Pimelea punicea is a species of flowering plant in the family Thymelaeaceae and is endemic to northern Australia. It is an annual herb with narrowly egg-shaped to lance-shaped leaves arranged in opposite pairs, and clusters of red or orange-red flowers with 4 green, egg-shaped involucral bracts.

==Description==
Pimelea punicea is a glabrous, somewhat glaucous annual herb that typically grows to a height of 20–60 cm. The leaves are arranged in opposite pairs, lance-shaped, narrowly elliptic or narrowly egg-shaped, sometimes with the narrower end towards the base, 7–52 mm long and 2–11 mm wide on a short petiole. The flowers are red to orange-red and arranged in heads on the ends of branches on a peduncle expanded at its top into a funnel-shaped receptacle. Each flower is on a pedicel up to 1.5 mm long and there are 4 green, egg-shaped involucral bracts 2–10 mm long and 3–12 mm wide surrounding the flowers. The flower tube is 4–9 mm long and the sepals 1.5–5 mm long. Flowering mainly occurs from February to July.

==Taxonomy==
Pimelea punicea was first formally described in 1810 by Robert Brown in his Prodromus Florae Novae Hollandiae et Insulae Van Diemen. The specific epithet (punica) means "crimson".

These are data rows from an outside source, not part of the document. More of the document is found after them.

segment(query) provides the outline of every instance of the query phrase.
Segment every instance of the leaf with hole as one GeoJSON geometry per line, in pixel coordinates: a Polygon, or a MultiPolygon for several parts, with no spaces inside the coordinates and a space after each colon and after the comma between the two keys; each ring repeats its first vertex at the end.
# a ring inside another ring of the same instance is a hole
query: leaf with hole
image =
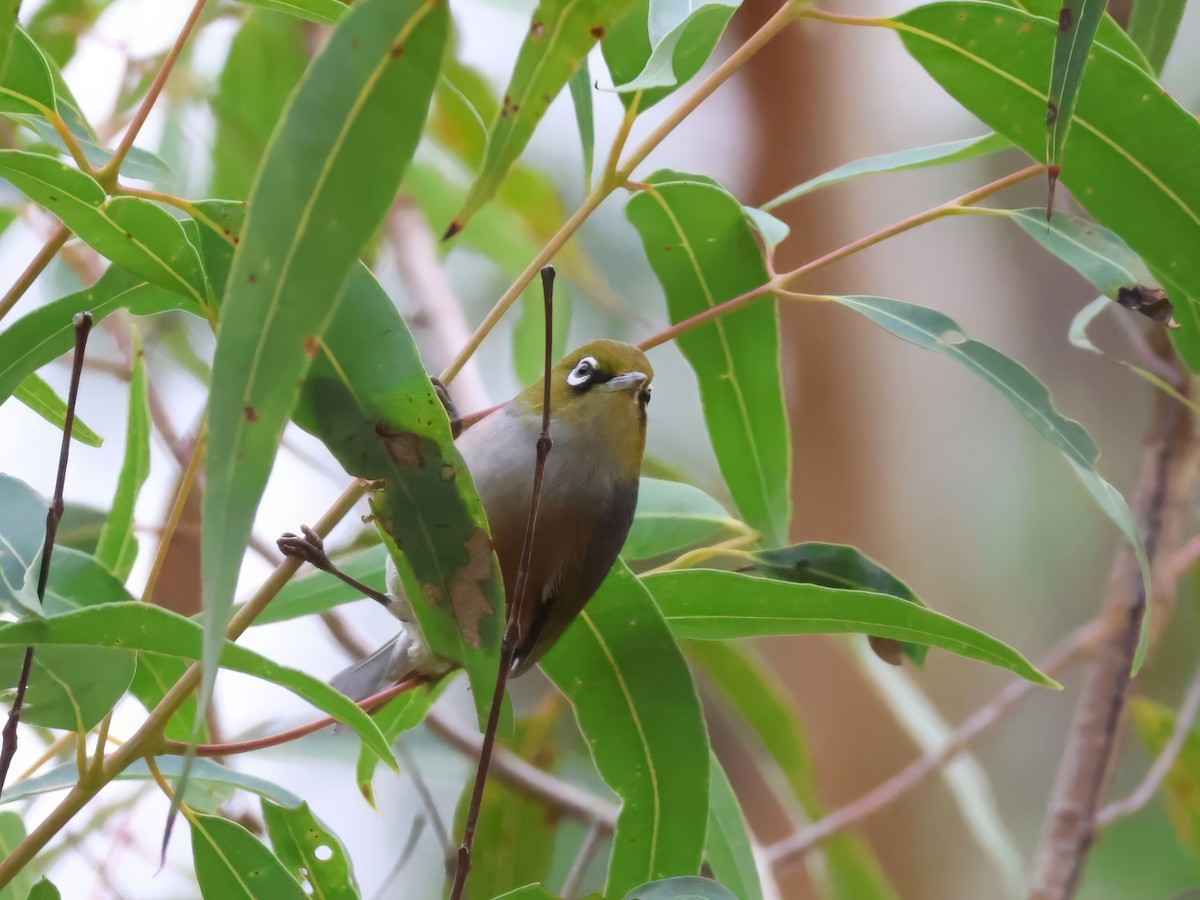
{"type": "MultiPolygon", "coordinates": [[[[0,647],[0,692],[12,703],[24,646],[0,647]]],[[[21,721],[83,732],[94,728],[129,689],[132,653],[97,647],[39,647],[33,656],[21,721]]]]}
{"type": "Polygon", "coordinates": [[[1107,5],[1108,0],[1063,0],[1058,11],[1058,30],[1054,35],[1054,55],[1050,62],[1050,88],[1046,95],[1046,167],[1050,175],[1047,219],[1053,210],[1054,184],[1063,165],[1063,151],[1083,84],[1088,52],[1107,5]]]}
{"type": "Polygon", "coordinates": [[[349,12],[350,5],[342,0],[242,0],[247,6],[258,6],[273,12],[286,13],[318,25],[336,25],[349,12]]]}
{"type": "MultiPolygon", "coordinates": [[[[1148,697],[1131,697],[1129,711],[1134,729],[1153,757],[1162,755],[1176,728],[1175,711],[1148,697]]],[[[1179,840],[1192,853],[1200,853],[1200,732],[1188,729],[1183,748],[1167,770],[1158,789],[1167,816],[1179,840]]]]}
{"type": "MultiPolygon", "coordinates": [[[[54,388],[46,384],[38,375],[29,374],[17,385],[13,396],[32,409],[35,413],[56,425],[61,431],[67,424],[67,401],[55,393],[54,388]]],[[[88,447],[99,447],[104,438],[88,428],[87,424],[75,414],[71,427],[71,440],[79,441],[88,447]]]]}
{"type": "Polygon", "coordinates": [[[708,815],[708,734],[687,663],[650,594],[618,562],[542,660],[622,800],[605,896],[697,872],[708,815]]]}
{"type": "Polygon", "coordinates": [[[677,637],[723,641],[787,634],[873,634],[940,647],[1058,687],[1016,650],[978,629],[887,594],[693,569],[642,579],[677,637]]]}
{"type": "Polygon", "coordinates": [[[42,614],[37,570],[49,509],[25,482],[0,473],[0,606],[17,616],[42,614]]]}
{"type": "MultiPolygon", "coordinates": [[[[626,207],[678,323],[769,280],[740,203],[699,175],[662,171],[626,207]]],[[[678,339],[700,384],[721,474],[746,523],[782,544],[791,523],[791,438],[772,299],[678,339]]]]}
{"type": "Polygon", "coordinates": [[[729,776],[716,754],[709,759],[708,841],[704,855],[712,874],[739,900],[763,900],[754,862],[753,838],[729,776]]]}
{"type": "Polygon", "coordinates": [[[650,559],[745,533],[716,500],[680,481],[643,478],[633,526],[621,555],[650,559]]]}
{"type": "MultiPolygon", "coordinates": [[[[1016,9],[935,3],[892,20],[908,52],[963,106],[1035,159],[1045,153],[1056,24],[1016,9]]],[[[1176,303],[1180,353],[1200,367],[1200,122],[1154,78],[1092,45],[1060,180],[1150,266],[1176,303]]]]}
{"type": "Polygon", "coordinates": [[[263,800],[262,810],[276,857],[293,878],[311,885],[305,893],[315,900],[356,900],[350,855],[307,803],[289,809],[263,800]]]}
{"type": "MultiPolygon", "coordinates": [[[[4,800],[8,800],[9,792],[16,785],[9,786],[4,792],[4,800]]],[[[25,823],[14,812],[0,813],[0,858],[12,854],[21,841],[25,840],[25,823]]],[[[13,880],[0,889],[0,900],[27,900],[33,887],[33,873],[25,866],[17,871],[13,880]]]]}
{"type": "Polygon", "coordinates": [[[54,82],[46,57],[19,25],[9,38],[2,75],[0,113],[43,115],[54,110],[54,82]]]}
{"type": "Polygon", "coordinates": [[[211,696],[242,556],[275,453],[347,274],[420,138],[446,43],[435,0],[364,0],[276,126],[221,301],[202,563],[211,696]]]}
{"type": "MultiPolygon", "coordinates": [[[[411,731],[429,715],[429,710],[433,709],[433,704],[437,703],[438,698],[454,681],[456,672],[450,672],[443,676],[434,685],[420,685],[396,697],[387,703],[382,709],[372,713],[375,719],[375,724],[379,726],[379,730],[383,732],[383,736],[387,738],[388,745],[392,746],[396,743],[396,739],[406,731],[411,731]]],[[[375,769],[379,764],[379,759],[373,753],[367,752],[365,748],[359,751],[358,765],[355,769],[355,780],[358,784],[359,793],[363,795],[372,807],[375,807],[375,769]]]]}
{"type": "MultiPolygon", "coordinates": [[[[1092,495],[1092,499],[1133,547],[1142,569],[1149,610],[1150,570],[1133,513],[1120,492],[1096,471],[1100,448],[1096,446],[1091,435],[1074,419],[1068,419],[1054,408],[1050,391],[1032,372],[987,344],[968,339],[959,329],[957,322],[937,310],[886,297],[830,299],[861,313],[876,325],[911,344],[941,353],[965,366],[1012,404],[1038,434],[1066,457],[1083,486],[1092,495]]],[[[1147,624],[1145,621],[1142,623],[1135,672],[1140,668],[1146,652],[1145,644],[1150,634],[1147,624]]]]}
{"type": "MultiPolygon", "coordinates": [[[[303,420],[304,413],[298,413],[303,420]]],[[[387,550],[382,546],[369,547],[347,556],[334,557],[337,567],[378,591],[386,590],[383,567],[387,550]]],[[[255,625],[286,622],[301,616],[323,613],[343,603],[363,599],[363,595],[344,581],[325,572],[313,571],[303,578],[293,578],[254,620],[255,625]]]]}
{"type": "Polygon", "coordinates": [[[38,879],[37,884],[29,889],[29,896],[26,900],[61,900],[61,898],[62,894],[54,886],[54,882],[43,876],[38,879]]]}
{"type": "Polygon", "coordinates": [[[1186,6],[1187,0],[1135,0],[1133,4],[1129,36],[1146,54],[1156,75],[1162,74],[1186,6]]]}
{"type": "Polygon", "coordinates": [[[307,900],[300,883],[249,831],[220,816],[188,816],[204,900],[307,900]]]}
{"type": "Polygon", "coordinates": [[[734,893],[711,878],[685,875],[665,878],[634,888],[625,900],[738,900],[734,893]]]}

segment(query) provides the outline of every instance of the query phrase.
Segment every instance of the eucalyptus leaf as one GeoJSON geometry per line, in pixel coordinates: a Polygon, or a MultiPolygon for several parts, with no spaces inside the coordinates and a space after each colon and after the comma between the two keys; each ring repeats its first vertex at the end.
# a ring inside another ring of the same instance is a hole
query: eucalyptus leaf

==Distribution and habitat==
This pimelea mainly grows in open forest, usually in sandy soil and often in rocky ground. It is found from near the Fitzroy River in Western Australia to the western edge of the Gulf of Carpentaria in the north of the Northern Territory.

==Conservation status==
Pimelea punicea is listed as "not threatened" by the Western Australian Government Department of Biodiversity, Conservation and Attractions and as of "least concern" under the Territory Parks and wildlife Conservation Act.